Last week at Gull Lake, we heard a message by Daniel Wallace (aka Ambush). The message was about how to share the gospel. I have to admit to you that because I was birthed in a bible believing church..I think I know how to share the gospel. I have all the verses Daniel presented memorized Romans 3:23, Romans 6:23, Romans 5:8, and Ephesians 2:8-9. Got em down! Know em! As a result, I was less than enthusiastic about the subject matter.
Then God hit me like a ton of bricks..When was the last time you shared this gospel with someone outside of church, Sunday school, or ministry? Ouch!! I honestly can't remember the last time I did shared the gospel...Sure I live alongside plenty of people who don't know Jesus, try to be pleasant, help them when it is convenient for me, but never share the gospel with them!
Next he went into the reasons why we don't share..selfishness(worried about what they might think of ME), we don't really think the gospel is good news, or we just don't know how. Well, I know how to do it. Like I said, I have been versed in scripture, theology, and understanding and I know it is good news. I can clearly see that God has personally rescued me from a life of ugliness and given me His peace making me a new creation in Him. (Praise God for that!)

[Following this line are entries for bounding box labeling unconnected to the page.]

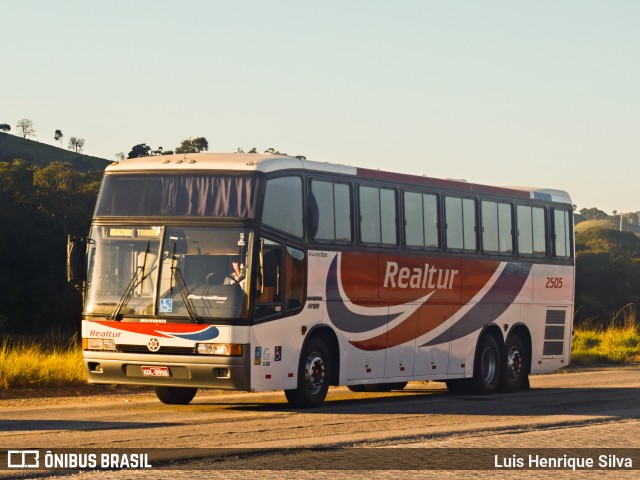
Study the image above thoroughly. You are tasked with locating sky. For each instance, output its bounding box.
[0,0,640,213]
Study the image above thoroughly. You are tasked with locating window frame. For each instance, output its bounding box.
[306,176,356,246]
[443,194,481,255]
[356,183,400,248]
[400,188,443,252]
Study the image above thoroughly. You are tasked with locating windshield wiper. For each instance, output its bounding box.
[107,242,151,322]
[171,267,202,323]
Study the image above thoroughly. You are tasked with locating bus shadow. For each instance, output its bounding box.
[200,388,640,419]
[0,420,175,432]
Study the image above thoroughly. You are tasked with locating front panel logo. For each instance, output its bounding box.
[147,337,160,352]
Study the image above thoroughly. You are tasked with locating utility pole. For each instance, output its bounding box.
[620,212,622,231]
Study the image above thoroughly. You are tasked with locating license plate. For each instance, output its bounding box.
[142,367,171,377]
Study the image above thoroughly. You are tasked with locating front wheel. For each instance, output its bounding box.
[284,337,331,408]
[153,387,198,405]
[471,334,500,395]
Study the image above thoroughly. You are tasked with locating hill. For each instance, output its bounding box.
[575,215,640,235]
[0,132,111,171]
[575,220,640,324]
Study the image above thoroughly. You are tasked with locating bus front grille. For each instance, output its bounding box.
[116,344,196,355]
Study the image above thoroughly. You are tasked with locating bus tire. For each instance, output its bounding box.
[364,382,408,392]
[470,334,501,395]
[500,334,529,393]
[153,387,198,405]
[284,337,331,408]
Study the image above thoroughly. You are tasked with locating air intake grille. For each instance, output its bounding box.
[542,310,567,357]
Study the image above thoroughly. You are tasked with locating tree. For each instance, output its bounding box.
[149,147,173,155]
[69,137,84,152]
[53,130,64,147]
[579,207,609,220]
[16,118,36,138]
[176,137,209,153]
[127,143,151,158]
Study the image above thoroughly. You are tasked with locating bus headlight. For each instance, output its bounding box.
[82,338,116,352]
[196,343,242,357]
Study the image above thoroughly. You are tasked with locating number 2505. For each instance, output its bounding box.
[545,277,562,288]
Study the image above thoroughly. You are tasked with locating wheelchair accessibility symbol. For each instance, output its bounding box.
[160,298,173,313]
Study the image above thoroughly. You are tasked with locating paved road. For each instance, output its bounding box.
[0,366,640,479]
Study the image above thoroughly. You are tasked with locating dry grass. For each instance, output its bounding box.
[0,341,86,389]
[571,304,640,365]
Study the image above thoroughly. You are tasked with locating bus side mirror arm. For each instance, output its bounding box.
[67,235,89,289]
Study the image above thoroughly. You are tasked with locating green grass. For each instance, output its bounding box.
[0,340,86,389]
[571,305,640,365]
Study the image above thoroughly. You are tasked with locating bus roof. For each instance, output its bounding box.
[106,153,572,205]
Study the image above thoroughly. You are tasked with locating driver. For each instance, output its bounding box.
[224,258,247,290]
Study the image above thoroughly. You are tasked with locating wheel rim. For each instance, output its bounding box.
[304,352,325,395]
[507,347,522,380]
[481,347,498,384]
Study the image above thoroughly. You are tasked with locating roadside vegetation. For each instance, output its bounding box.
[571,304,640,365]
[0,340,86,389]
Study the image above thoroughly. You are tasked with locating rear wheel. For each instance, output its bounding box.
[500,334,529,392]
[153,387,198,405]
[471,334,500,395]
[284,337,331,408]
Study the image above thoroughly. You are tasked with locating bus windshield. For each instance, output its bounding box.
[85,226,253,322]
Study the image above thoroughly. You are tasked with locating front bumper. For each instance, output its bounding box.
[82,346,251,391]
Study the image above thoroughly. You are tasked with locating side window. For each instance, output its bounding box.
[256,238,283,318]
[516,205,547,257]
[445,196,477,252]
[358,186,397,245]
[255,238,305,319]
[311,180,352,242]
[404,192,439,248]
[482,201,513,254]
[284,247,305,312]
[262,177,303,238]
[552,208,571,258]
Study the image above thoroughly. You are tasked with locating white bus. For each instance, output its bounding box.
[70,153,574,407]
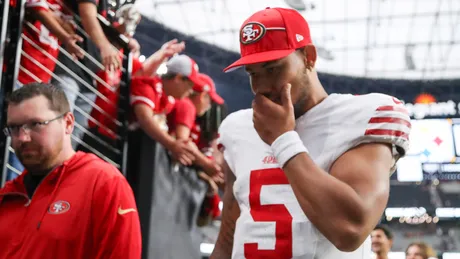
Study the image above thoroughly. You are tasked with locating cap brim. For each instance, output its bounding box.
[224,49,295,73]
[209,92,225,105]
[188,76,206,88]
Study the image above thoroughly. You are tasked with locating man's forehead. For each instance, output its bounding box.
[7,96,53,121]
[245,57,286,71]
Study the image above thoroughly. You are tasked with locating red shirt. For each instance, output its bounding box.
[168,98,212,154]
[0,152,142,259]
[18,0,63,84]
[167,98,196,134]
[88,72,174,138]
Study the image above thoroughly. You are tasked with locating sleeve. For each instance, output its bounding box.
[25,0,49,11]
[90,171,142,259]
[356,94,411,172]
[130,77,157,110]
[173,99,196,129]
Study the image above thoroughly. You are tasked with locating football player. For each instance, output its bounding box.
[211,8,410,259]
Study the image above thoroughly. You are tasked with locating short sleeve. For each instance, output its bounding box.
[130,77,158,109]
[356,94,411,173]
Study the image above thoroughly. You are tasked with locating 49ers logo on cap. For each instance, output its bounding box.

I realized for me it was all about selfishness. I don't want to be rejected. I don't really want to give my time to hang out with unsaved people when it is a sacrifice for me. I don't really want to show these unchurched, who are very different from me, that I love them..Most of the time I am much more interested in counting the ways that they are different from me than I am in pointing them to the reason I have left that different life behind. I am too "busy" to reach out to them, but not too busy to enjoy a nap or good book for an hour in the afternoon. Ouch!! The Plain Truth is hurting me deep..
Ambush said..
You aren't just here to suck air and eat groceries! God has been clearly bringing to my mind this week times that He has called me to share and I have been down right disobedient. Clearly, I have been doing too much sucking air and eating groceries.

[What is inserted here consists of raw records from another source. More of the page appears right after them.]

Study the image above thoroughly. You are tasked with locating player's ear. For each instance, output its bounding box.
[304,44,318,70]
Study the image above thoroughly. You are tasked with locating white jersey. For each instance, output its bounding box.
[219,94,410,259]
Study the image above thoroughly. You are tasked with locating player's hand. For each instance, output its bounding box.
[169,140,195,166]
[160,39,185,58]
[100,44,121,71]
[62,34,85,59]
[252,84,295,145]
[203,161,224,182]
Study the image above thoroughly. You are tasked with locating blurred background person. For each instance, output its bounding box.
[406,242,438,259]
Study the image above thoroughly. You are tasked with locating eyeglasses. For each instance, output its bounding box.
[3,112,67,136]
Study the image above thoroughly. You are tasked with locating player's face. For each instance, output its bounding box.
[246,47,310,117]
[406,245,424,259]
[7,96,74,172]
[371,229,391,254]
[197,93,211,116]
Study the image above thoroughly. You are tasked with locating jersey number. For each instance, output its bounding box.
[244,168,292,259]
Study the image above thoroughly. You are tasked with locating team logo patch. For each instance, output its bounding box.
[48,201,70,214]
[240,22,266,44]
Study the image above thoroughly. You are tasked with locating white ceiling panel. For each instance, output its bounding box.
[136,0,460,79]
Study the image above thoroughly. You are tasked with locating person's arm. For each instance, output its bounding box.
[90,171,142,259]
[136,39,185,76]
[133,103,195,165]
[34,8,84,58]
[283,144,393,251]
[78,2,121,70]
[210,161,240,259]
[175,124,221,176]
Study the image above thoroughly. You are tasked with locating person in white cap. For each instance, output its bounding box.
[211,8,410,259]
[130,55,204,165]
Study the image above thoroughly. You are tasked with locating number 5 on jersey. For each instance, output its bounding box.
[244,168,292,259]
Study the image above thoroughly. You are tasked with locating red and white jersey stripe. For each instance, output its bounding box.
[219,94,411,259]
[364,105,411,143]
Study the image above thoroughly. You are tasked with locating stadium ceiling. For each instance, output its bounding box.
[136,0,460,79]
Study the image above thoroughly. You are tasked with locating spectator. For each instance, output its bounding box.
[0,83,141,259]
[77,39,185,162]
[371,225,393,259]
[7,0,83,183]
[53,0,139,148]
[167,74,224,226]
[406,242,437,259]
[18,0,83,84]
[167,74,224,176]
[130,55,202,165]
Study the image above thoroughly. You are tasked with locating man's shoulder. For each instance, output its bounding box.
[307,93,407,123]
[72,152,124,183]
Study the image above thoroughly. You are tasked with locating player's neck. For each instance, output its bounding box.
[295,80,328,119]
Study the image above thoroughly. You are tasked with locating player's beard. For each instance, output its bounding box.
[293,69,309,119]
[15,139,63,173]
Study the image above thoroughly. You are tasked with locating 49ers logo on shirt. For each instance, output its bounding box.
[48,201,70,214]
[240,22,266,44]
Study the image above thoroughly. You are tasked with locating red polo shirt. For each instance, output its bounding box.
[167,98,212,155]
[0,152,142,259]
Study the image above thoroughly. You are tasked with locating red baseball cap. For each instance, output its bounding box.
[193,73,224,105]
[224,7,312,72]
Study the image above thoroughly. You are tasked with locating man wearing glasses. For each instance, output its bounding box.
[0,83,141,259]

A boy who lives in our neighborhood was passing by on the sidewalk last week. I smile and am pleasant when he goes by, but keep him at a distant. I clearly heard God telling me invite him..You're getting a sandwich-invite him in-offer him one too. And I didn't. My disobedient and sinful heart must just grieve the heart of God. As a result it is definitely causing me some grief these days. More than anything, I want to be an example for Jesus while I am here. I want to surrender every area of my time, life, energy, resources, family to Him and His work. Nothing else matters. I am thankful for this conviction coming from the Holy Spirit even though it hurts to confront it. I pray that God continues to send conviction down and that my humble response to His prompting is authentic change in my life and obedience.